In Flight Ice Shape Prediction with Data Fit Surrogate Models


Akbal O., Ayan E., Murat C., ÖZGEN S.

SAE 2023 International Conference on Icing of Aircraft, Engines, and Structures, ICE 2023, Vienna, Avusturya, 20 - 23 Haziran 2023 identifier

  • Yayın Türü: Bildiri / Tam Metin Bildiri
  • Doi Numarası: 10.4271/2023-01-1480
  • Basıldığı Şehir: Vienna
  • Basıldığı Ülke: Avusturya
  • Orta Doğu Teknik Üniversitesi Adresli: Evet

Özet

Accurate simulation of icing is important for the assessment of several potential icing scenarios and complex icing regulations. However, performing all possible icing scenarios is a demanding process in terms of computational cost, especially when modification of the geometry due to ice accretion is required.
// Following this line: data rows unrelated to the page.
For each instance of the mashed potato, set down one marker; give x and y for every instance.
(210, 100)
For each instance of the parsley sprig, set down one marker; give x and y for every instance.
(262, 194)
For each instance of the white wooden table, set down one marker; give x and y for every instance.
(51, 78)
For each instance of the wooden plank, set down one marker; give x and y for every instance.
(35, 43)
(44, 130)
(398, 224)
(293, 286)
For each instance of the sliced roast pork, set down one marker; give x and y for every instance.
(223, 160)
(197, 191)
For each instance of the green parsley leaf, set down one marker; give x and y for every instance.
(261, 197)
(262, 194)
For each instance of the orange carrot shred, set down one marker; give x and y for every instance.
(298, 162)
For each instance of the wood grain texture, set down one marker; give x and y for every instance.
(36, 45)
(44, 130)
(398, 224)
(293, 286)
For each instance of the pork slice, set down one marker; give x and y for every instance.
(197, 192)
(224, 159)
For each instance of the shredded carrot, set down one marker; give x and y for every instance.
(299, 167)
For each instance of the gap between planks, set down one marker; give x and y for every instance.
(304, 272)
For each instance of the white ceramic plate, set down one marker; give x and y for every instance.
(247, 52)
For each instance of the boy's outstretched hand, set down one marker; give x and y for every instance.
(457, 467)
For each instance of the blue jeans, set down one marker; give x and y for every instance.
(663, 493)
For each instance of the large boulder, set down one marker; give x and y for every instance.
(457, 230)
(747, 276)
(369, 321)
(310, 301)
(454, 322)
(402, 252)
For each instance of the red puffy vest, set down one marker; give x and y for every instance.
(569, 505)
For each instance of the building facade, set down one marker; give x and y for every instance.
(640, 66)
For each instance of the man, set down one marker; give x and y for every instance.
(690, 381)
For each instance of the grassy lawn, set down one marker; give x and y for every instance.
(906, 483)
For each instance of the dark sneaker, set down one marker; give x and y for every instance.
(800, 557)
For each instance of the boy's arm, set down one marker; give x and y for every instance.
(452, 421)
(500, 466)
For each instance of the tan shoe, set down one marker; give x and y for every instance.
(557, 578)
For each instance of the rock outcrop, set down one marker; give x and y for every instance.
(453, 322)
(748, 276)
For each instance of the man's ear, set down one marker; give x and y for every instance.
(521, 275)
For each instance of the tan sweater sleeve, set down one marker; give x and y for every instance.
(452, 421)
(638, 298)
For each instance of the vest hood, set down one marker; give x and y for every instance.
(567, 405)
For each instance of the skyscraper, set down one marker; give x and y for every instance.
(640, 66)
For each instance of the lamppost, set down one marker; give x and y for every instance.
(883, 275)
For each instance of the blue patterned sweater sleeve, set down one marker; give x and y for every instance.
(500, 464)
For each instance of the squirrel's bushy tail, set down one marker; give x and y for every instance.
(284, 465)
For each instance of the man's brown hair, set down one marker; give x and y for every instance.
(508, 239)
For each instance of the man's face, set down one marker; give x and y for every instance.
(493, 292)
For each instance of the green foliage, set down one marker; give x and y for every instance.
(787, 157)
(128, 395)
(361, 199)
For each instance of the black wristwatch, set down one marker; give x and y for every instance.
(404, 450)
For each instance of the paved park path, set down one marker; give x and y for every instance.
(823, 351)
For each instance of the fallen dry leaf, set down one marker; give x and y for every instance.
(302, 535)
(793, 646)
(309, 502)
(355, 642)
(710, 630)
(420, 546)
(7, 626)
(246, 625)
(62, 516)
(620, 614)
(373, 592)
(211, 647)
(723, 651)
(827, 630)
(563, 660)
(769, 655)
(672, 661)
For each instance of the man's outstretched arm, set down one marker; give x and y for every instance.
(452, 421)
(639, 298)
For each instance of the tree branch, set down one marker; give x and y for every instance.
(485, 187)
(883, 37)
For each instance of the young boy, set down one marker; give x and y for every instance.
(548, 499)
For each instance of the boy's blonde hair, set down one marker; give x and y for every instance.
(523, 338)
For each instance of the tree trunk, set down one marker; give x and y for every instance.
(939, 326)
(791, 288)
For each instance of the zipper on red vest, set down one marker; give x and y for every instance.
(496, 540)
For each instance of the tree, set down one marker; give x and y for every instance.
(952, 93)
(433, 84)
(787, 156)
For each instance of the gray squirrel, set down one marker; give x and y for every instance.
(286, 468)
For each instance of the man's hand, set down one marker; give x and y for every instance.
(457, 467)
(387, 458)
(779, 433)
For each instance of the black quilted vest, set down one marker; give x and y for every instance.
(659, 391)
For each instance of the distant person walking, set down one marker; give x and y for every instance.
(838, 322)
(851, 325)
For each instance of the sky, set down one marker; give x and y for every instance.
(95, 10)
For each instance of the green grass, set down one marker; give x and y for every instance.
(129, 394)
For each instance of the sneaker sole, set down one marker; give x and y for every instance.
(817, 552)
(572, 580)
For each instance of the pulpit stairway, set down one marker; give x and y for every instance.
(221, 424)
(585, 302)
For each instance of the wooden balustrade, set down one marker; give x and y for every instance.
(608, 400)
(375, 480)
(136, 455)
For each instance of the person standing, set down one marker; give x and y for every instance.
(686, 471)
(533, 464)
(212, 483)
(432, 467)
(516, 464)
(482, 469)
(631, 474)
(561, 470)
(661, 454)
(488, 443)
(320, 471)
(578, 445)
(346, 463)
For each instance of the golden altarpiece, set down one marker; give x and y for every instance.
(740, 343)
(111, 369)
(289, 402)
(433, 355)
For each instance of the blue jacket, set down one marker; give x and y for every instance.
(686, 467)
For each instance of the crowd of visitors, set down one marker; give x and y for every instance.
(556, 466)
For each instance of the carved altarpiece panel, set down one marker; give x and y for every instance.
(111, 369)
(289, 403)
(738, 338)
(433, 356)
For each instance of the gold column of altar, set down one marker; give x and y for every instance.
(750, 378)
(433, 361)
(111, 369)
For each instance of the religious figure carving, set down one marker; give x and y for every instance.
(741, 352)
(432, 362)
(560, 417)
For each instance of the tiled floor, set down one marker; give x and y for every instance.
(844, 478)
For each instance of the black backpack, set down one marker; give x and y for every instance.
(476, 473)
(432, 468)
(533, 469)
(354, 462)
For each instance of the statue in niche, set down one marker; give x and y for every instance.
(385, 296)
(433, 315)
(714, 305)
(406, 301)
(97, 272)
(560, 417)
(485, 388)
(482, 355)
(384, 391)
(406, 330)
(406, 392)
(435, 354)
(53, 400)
Additionally, aircraft icing safety assessment necessitates an evaluation of the accumulated ice. Thus, numerical representation of the non-linear and complex geometries is essential for the parametrization of this ice. Indeed, surrogate models have the capability of predicting these complex, non-linear shapes. For this purpose, a method for ice accretion prediction on a selected airfoil, NACA 22112, is proposed in this study with different surrogate models that will later be used for fast prediction in 6DOF simulations to directly evaluate its effects on aerodynamic performance during flight. The required datasets in order to train for clean and iced airfoils are based on numerical analysis results obtained through the FENSAP-ICE 2022 R1 commercial tool with a multi-shot technique. They are generated by varying four variables (liquid water content, ambient temperature, median volumetric diameter, and exposure time), which are the most prominent atmospheric or cloud parameters for ice shapes. The combination of these input datasets is selected based on the 14 CFR Part 25 Appendix-C envelopes, and ice shapes are modeled by applying the Fourier series expansion approach. According to the results, nearly 30 Fourier coefficients can accurately capture nonlinear rime ice shapes within acceptable deviations. Moreover, surrogate models such as artificial neural networks and Gaussian processes are compared to predict these coefficients in terms of their ability to capture targeted ice shapes.